By mile 19 I was thinking that it'd be good just to do a London PB (under 3:11). I decided to settle in and just see how it went. When I relaxed I'd see my pace creep up again. By mile 20 though I was really ready to get some support and whereas at MCR I went back to 1/2 a gel I decided to go for the whole thing this time. I had just remembered a technique BenFP had mentioned where you promise yourself to run at pace for just the next mile, then reassess, when I heard "Gill". I thought I was imagining it but it was the very welcome face of Roland from the AR crew. What are the chances of meeting at mile 20? He'd been ill the week before and told me he was spent (except he still did 3:08...if that's spent...), but when I replied that I was just hanging on he was having none of it! I started thinking about Mr B and also about how I promised myself I'd just enjoy and keep running. By 23 I was just waiting to see the AR crew who I knew were camped out at mile 24. I have to admit that a large amount my carrying on just then was sheer pride and wanting to be running strong when I passed them. I remember seeing Colin Jackson trying to interview people and mouthing 'ow!' at them as I passed. I thought I was fading fast (though looking at the splits I was still steady). I did think I was still on for just under 3 hrs, as my watch was still saying 6'49/mi but I wasn't certain as both 3hr pacers were ahead of me.

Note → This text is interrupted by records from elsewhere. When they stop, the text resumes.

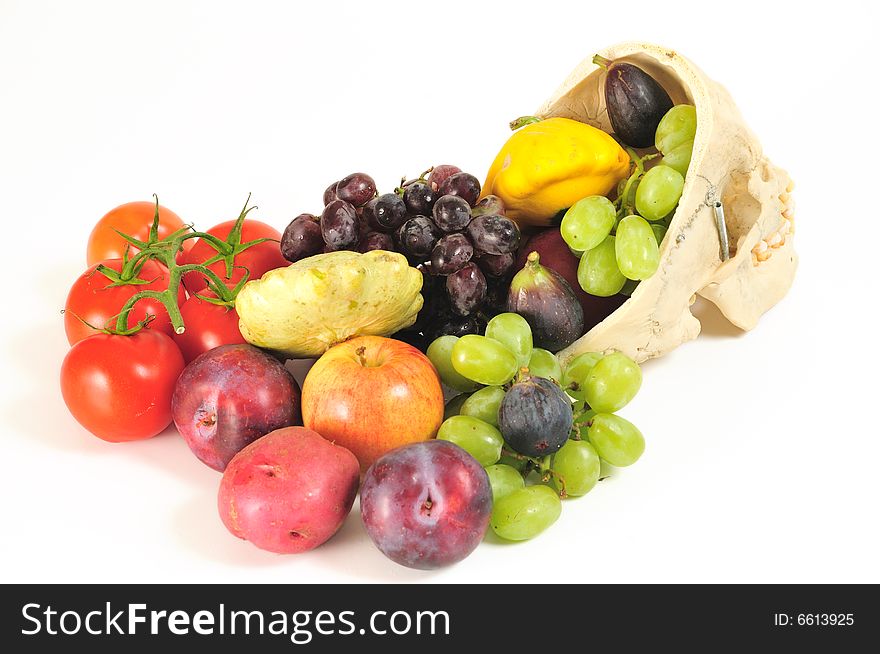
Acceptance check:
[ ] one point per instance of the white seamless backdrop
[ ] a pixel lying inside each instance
(762, 449)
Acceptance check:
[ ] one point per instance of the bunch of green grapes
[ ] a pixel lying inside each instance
(618, 242)
(527, 491)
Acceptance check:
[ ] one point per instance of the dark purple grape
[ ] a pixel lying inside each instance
(491, 204)
(376, 241)
(451, 253)
(451, 213)
(466, 289)
(418, 236)
(302, 238)
(340, 226)
(458, 326)
(635, 101)
(414, 337)
(356, 189)
(386, 212)
(330, 193)
(463, 185)
(429, 281)
(496, 265)
(494, 234)
(440, 173)
(419, 198)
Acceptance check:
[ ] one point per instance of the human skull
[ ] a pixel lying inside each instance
(727, 166)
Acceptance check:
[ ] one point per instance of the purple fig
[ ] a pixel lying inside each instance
(547, 302)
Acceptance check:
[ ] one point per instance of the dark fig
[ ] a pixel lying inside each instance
(547, 302)
(535, 417)
(555, 254)
(635, 101)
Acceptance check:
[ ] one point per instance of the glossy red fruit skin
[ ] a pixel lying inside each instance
(229, 397)
(257, 259)
(94, 301)
(371, 394)
(426, 505)
(208, 326)
(289, 491)
(119, 387)
(555, 254)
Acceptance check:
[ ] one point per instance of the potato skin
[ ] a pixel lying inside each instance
(289, 491)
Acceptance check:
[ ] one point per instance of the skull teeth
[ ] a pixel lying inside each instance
(764, 249)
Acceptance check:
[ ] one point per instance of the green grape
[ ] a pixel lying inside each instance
(513, 461)
(617, 440)
(587, 222)
(678, 126)
(453, 406)
(612, 383)
(440, 354)
(680, 157)
(629, 287)
(574, 379)
(659, 230)
(479, 439)
(582, 423)
(525, 512)
(635, 246)
(659, 192)
(544, 363)
(578, 464)
(598, 273)
(504, 480)
(512, 330)
(483, 360)
(484, 404)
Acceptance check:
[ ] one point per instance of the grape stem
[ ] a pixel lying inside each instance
(522, 121)
(541, 465)
(602, 62)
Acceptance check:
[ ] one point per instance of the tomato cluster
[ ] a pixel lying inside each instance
(155, 296)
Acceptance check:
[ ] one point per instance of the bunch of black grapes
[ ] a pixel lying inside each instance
(465, 247)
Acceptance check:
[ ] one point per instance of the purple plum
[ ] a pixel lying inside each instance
(426, 505)
(229, 397)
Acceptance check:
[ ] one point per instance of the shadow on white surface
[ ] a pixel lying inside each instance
(714, 324)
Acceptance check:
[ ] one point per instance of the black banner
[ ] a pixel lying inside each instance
(433, 618)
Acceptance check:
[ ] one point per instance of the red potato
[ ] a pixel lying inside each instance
(288, 492)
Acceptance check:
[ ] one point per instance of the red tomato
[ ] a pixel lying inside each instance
(258, 259)
(134, 219)
(120, 387)
(92, 299)
(207, 326)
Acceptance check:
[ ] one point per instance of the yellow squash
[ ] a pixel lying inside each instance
(306, 308)
(549, 165)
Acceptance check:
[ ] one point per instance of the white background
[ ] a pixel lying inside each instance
(763, 449)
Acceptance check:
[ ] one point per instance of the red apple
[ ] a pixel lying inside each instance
(372, 394)
(555, 254)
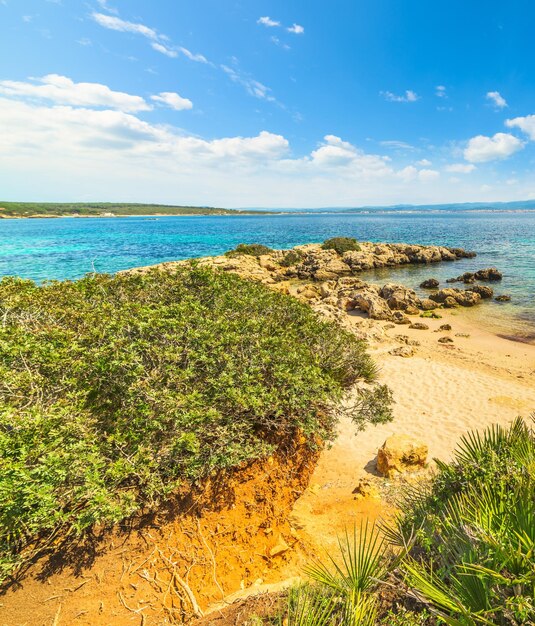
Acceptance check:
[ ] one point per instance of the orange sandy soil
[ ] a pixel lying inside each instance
(222, 552)
(175, 564)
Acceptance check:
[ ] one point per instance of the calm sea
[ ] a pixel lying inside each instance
(67, 248)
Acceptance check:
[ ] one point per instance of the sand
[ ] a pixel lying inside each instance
(441, 392)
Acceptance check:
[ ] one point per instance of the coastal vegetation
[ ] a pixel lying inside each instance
(249, 249)
(103, 209)
(460, 553)
(115, 391)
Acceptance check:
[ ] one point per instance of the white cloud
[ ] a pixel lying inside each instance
(68, 147)
(409, 96)
(411, 173)
(158, 41)
(253, 87)
(296, 29)
(267, 21)
(159, 47)
(481, 149)
(397, 145)
(116, 23)
(526, 124)
(104, 5)
(62, 90)
(498, 100)
(460, 168)
(173, 101)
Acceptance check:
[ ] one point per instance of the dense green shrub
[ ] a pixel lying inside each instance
(292, 257)
(341, 244)
(115, 390)
(251, 249)
(471, 532)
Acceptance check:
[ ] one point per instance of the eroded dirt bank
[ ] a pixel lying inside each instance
(169, 567)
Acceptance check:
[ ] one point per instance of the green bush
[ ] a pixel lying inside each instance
(292, 257)
(471, 533)
(341, 244)
(251, 249)
(116, 390)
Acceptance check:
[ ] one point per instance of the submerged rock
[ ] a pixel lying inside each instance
(401, 453)
(430, 283)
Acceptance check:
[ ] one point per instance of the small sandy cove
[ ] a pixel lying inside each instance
(441, 392)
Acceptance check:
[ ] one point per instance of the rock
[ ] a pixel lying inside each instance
(428, 305)
(400, 318)
(450, 297)
(403, 351)
(401, 453)
(430, 283)
(365, 489)
(490, 273)
(484, 291)
(399, 297)
(372, 303)
(279, 548)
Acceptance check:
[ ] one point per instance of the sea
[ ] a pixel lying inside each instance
(68, 248)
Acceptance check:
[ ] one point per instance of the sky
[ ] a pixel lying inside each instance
(280, 103)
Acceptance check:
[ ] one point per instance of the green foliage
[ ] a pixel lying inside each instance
(116, 390)
(94, 209)
(251, 249)
(292, 257)
(341, 244)
(471, 532)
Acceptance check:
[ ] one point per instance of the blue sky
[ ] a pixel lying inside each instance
(257, 103)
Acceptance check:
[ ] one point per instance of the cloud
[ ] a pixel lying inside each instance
(409, 96)
(104, 5)
(116, 23)
(481, 149)
(336, 153)
(159, 47)
(498, 101)
(460, 168)
(411, 173)
(62, 90)
(296, 29)
(158, 41)
(267, 21)
(173, 101)
(397, 145)
(253, 87)
(526, 125)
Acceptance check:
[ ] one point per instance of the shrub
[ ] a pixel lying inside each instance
(292, 257)
(251, 249)
(471, 533)
(116, 390)
(341, 244)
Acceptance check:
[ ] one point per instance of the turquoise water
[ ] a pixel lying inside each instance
(43, 249)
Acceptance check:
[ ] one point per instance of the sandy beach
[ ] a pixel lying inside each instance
(441, 392)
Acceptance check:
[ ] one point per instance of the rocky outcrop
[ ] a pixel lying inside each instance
(451, 297)
(488, 274)
(483, 290)
(401, 453)
(430, 283)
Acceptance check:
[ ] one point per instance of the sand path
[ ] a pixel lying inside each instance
(441, 392)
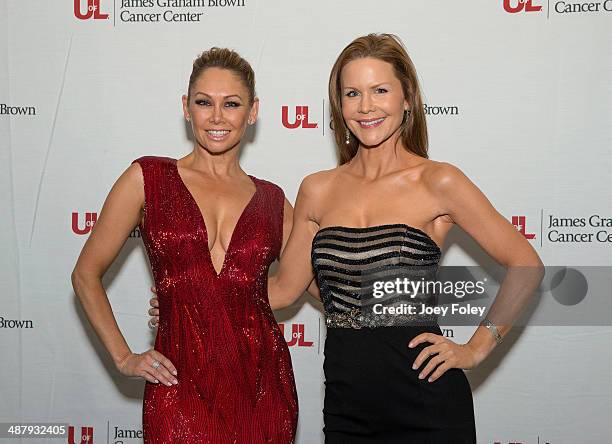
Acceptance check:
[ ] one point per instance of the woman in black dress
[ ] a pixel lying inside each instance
(385, 211)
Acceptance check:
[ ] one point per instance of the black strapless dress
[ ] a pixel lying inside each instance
(372, 394)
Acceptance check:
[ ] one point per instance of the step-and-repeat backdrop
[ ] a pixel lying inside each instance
(517, 94)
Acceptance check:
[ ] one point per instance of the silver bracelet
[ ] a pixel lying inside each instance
(493, 329)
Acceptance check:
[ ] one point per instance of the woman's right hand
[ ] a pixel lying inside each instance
(154, 311)
(150, 365)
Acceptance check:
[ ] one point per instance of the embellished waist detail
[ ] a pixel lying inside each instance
(357, 318)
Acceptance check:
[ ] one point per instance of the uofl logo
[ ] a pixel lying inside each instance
(92, 10)
(297, 336)
(90, 220)
(514, 6)
(301, 118)
(519, 223)
(85, 438)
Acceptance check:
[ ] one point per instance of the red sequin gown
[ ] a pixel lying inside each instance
(235, 377)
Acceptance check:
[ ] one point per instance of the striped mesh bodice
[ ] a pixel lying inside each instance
(348, 260)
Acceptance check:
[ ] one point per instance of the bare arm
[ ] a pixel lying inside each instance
(471, 210)
(313, 289)
(121, 212)
(295, 272)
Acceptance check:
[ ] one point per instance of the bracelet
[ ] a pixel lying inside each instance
(493, 329)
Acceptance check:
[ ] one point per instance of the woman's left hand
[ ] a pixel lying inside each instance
(448, 354)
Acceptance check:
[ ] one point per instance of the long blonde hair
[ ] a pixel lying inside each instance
(388, 48)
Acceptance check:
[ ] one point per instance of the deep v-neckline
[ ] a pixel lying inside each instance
(197, 209)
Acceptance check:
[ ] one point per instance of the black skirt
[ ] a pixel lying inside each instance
(372, 394)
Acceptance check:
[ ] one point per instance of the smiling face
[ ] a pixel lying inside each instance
(219, 108)
(373, 102)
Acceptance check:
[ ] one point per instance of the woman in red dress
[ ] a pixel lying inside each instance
(220, 371)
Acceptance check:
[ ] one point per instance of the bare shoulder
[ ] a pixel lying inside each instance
(317, 183)
(443, 176)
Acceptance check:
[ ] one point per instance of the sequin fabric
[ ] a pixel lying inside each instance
(346, 260)
(236, 382)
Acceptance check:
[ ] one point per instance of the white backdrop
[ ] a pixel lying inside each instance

As I came down embankment I was looking for the 25mile marker, knowing it was the last proper one I had to see. I came to the Houses of Parliament and by now all I was thinking was 'just get it done and keep moving forward in some sort of way'. Again, I heard an unexpected "Gill". It was BenFP. It was brilliant to see someone I knew and hear a targeted shout from among the wall of sound. Also, particularly someone I wanted to prove myself to! Round the corner of birdcage walk and I saw Mr B. Hurrah! I did everything I could and heard the announcer call the 3hr group ahead over the finish. I thought maybe I'd got it and the pacer was still fast (he had been for much of the race). I finished happy and, annoyingly, still able to jog over to Mr B who was waiting at other side of the railings after the medal collection. 'I'm not sure, I might just have...?' He shook his head. 'Sorry, 3:00:16'.
So there it is, close but not there. I thought I was working hard over that last mile but Ben has since told me I looked like I was 'going for a Sunday stroll' (aka not going for it). He was right! My pace dropped hugely over that last mile and to be honest, the Monday after the race I got in a bit of a grump with myself for not pushing it harder. I'm annoyed that my mental fortitude wasn't there to grit and dig in but I'm determined that's not going to happen again. I don't know if I was right to go out so carefully. I wonder if I'd let myself fly a bit more in the first half whether I'd have made it. But perhaps I would have burned out and slowed even more. And what about that busy start? Of course it's possible I lost 16s there but then if you're going to run competitive races you have to expect to be around competitors. With races there so many what-if's but that's why I love it. There's be no reason to keep racing if you ran it perfectly. I can run 26miles on my own!
All in all I think I stuck to my plan. I write this 8 days after the race and if someone said I could race a marathon tomorrow I would. I'm going to take everything I've learned from these two and put them to good use for next time.
Next time? Well, what should it be? The next marathon will be my 10th. I'm open to suggestions.
ps. Huge congratulations to all the AR team for amazing runs. Also thanks to all the people from 'online' who said hi during or after the race. Lovely to meet you!